Reed Elsevier’s troubled attempt to sell-off its UK B2B division Reed Business Information appears to be in big trouble with the news that bids for the company since August have fallen about a half-billion dollars, according to Bloomberg. Two unidentified sources close to the deal told the news service the bids have dropped to about $1.7 billion (£97 million £1.08 billion) from $2.3 billion (£1.3 billion). The company has struggled to attract the financing needed to seal the deal since the sale was announced in February. Merrill Lynch analyst Paul Sullivan said in a note that the risk of the sale “being delayed or falling through has clearly increased”.

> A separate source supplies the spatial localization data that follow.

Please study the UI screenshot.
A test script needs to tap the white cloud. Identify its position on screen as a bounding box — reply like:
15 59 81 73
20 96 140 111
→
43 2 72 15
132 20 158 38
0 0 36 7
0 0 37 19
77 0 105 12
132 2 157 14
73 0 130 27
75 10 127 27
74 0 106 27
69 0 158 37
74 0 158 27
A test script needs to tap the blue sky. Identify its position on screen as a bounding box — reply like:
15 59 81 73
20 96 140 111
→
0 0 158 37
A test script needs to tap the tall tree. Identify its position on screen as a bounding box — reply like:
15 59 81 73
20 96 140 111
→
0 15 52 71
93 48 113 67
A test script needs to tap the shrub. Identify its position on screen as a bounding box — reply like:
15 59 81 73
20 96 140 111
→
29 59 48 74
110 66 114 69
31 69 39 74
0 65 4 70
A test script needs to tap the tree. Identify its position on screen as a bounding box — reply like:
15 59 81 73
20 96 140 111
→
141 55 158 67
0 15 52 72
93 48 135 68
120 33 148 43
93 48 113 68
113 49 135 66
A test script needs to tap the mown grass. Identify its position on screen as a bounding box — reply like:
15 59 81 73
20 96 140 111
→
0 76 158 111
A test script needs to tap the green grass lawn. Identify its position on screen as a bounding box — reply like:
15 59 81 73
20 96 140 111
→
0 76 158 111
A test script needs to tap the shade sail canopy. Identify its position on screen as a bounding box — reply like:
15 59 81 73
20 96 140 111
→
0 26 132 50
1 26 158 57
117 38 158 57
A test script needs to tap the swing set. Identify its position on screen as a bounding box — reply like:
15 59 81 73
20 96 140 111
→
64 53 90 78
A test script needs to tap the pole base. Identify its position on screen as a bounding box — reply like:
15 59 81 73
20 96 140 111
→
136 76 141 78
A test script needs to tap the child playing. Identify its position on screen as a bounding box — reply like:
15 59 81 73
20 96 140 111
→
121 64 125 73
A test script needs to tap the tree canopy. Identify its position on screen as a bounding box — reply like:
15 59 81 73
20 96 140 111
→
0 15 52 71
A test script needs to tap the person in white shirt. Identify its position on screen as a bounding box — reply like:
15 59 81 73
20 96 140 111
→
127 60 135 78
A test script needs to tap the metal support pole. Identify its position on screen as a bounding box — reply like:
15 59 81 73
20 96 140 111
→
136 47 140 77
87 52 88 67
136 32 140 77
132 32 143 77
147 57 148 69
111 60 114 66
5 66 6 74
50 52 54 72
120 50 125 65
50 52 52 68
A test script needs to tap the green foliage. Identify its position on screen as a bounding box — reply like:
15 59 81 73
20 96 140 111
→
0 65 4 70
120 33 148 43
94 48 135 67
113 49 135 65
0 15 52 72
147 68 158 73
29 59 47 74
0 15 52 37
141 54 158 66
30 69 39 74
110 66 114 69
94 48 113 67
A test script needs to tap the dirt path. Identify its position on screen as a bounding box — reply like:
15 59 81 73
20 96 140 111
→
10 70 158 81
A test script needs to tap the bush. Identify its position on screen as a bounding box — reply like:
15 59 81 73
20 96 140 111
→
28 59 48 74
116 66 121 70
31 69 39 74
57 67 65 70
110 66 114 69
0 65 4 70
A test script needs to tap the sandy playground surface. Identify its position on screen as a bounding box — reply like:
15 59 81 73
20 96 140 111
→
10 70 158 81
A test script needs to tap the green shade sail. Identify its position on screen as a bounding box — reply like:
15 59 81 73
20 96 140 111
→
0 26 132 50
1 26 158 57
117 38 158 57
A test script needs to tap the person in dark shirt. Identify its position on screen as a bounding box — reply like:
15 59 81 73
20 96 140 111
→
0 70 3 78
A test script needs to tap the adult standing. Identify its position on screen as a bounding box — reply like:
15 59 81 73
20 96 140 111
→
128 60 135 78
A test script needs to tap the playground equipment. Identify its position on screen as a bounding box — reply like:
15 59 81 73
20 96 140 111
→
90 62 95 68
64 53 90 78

The markets were unimpressed and shares in Reed Elsevier (NYSE: RUK) dipped 6.4 percent to 468.25 pence at 1.34pm in London trading today, its lowest value since February 2004.
Three PE firms remain in the third round of bidding — Bain Capital LLC, Apollo Management and a combined group of TPG Inc and DLJ Merchant Banking — and seven banks are prepared to put in $900 million (£515 million) to finance the deal while Reed itself is set to put in about $330 million (£189 million). So it is still possible that a deal can be reached, but the finance shortfall, reportedly around $180 million (£102.6 million), must remain a problem at a time when banks are reluctant to invest or even lend big money.
Your coverage of this deal is pathetic. Please tell me that your business model is something more than reading real reporters articles and then regurgitating what they say by moving their words around.
You must have at least one original thought in your tiny little head, mustn't you? Somewhere in there? Maybe?
Naaaa
Then, to top it off, you can't even copy the words correctly. Read your first sentence you moron. You wrote "half-million" when I hope you know it should read "billion".
Time to get your old job back at Starbucks you looser.
Having a bad day, sporto, are you? Hope you weekend was better…thanks for correcting the error, btw.
Rafat,
I'm afraid that Sporto is right here. Your coverage of the RBI sale has been dreadful. It has involved paraphrasing others' reporting – and then claiming that this paraphrasing was visionary.
Don't worry about it though – I don't think even proper journalists have got this one right. The FT has only recently reported that RE absolutely HAVE to sell RBI. Doesn't matter what the price is, and the price is no indicator of the old media market in general – but has everything to do with RE's debt profile.
Perhaps there is a story here – perhaps you can be bothered to get off your ass and write it. I predict a sale within 2 weeks.